Нарядившись, невеста выходила, чтобы предстать перед жителями деревни, которые наперебой пытались подольститься к ней, а потом танцевали и выпивали всю ночь до рассвета, пока не замечали, что жених и невеста удалились к себе, как и полагается в брачную ночь. Несмотря на ранний час, подружки невесты спешили к ней, чтобы послушать рассказ об этой ночи. Хихикая, они рассматривали простыню в поисках следов крови.
Наше прошлое превратилось в пепел.
На мой взгляд, свадьбы как нельзя лучше передавали дух Кочо. Женщины тщательно накладывали на лица косметику, пока мужчины поливали землю, на которой предстояло танцевать, чтобы на следующий день она была не слишком пыльной. Наши пышные празднества славились на весь Синджар, а некоторые завидовали нам за то, что у нас такие красивые женщины. Каждая невеста в моем альбоме выглядела, как произведение искусства. Я часто представляла, как открываю свой салон и первым делом кладу на видное место свой альбом.
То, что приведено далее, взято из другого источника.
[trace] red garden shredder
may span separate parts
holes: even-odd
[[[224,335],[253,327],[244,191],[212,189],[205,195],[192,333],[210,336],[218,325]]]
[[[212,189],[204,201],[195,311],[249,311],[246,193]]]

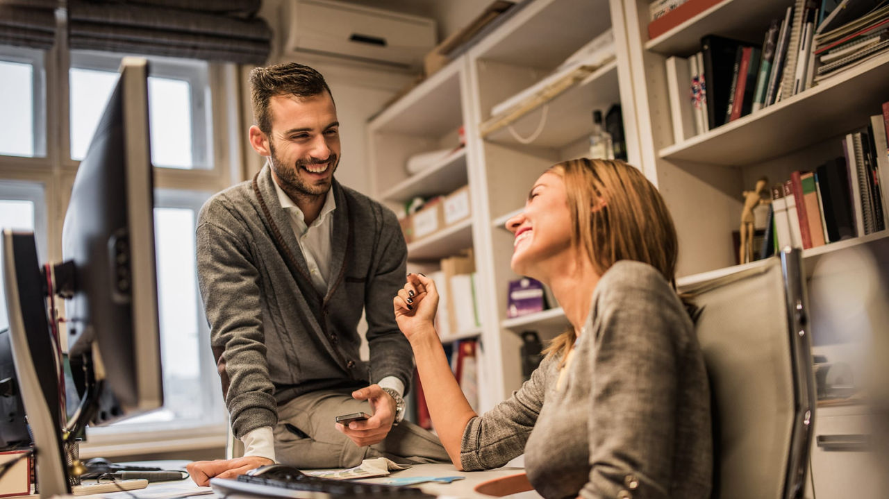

Я понимала, почему мама попросила нас сжечь семейные фотографии. Мне было тоже неприятно думать, что боевики будут рассматривать и трогать их. Они, наверное, презрительно смеялись бы при виде бедных езидов, которые осмелились мечтать о счастливой жизни в Ираке, о том, чтобы ходить в школу, жениться и всю жизнь прожить там, где родились. От этих мыслей во мне поднималась ярость. Но вместо того чтобы отнести зеленый альбом во двор и сжечь его, я положила его обратно в шкаф, а потом, подумав, заперла дверцу.
Если бы об этом узнала мама, она сказала бы, что неправильно сжигать свои фото, чтобы они не попали в руки ИГИЛ, но при этом оставлять чужие; и я знала, что она права. Шкаф был ненадежным местом для хранения; боевики легко его откроют и первым делом увидят альбом. Если бы мама нашла его и спросила, почему я его оставила, я даже не придумала бы, что ответить. Я до сих пор толком не могу сказать, почему эти фотографии значили для меня так много. Но я не могла себе представить, как они исчезают, только потому что мы боимся террористов.
Я понимала, почему мама попросила нас сжечь семейные фотографии. Мне было тоже неприятно думать, что боевики будут рассматривать и трогать их.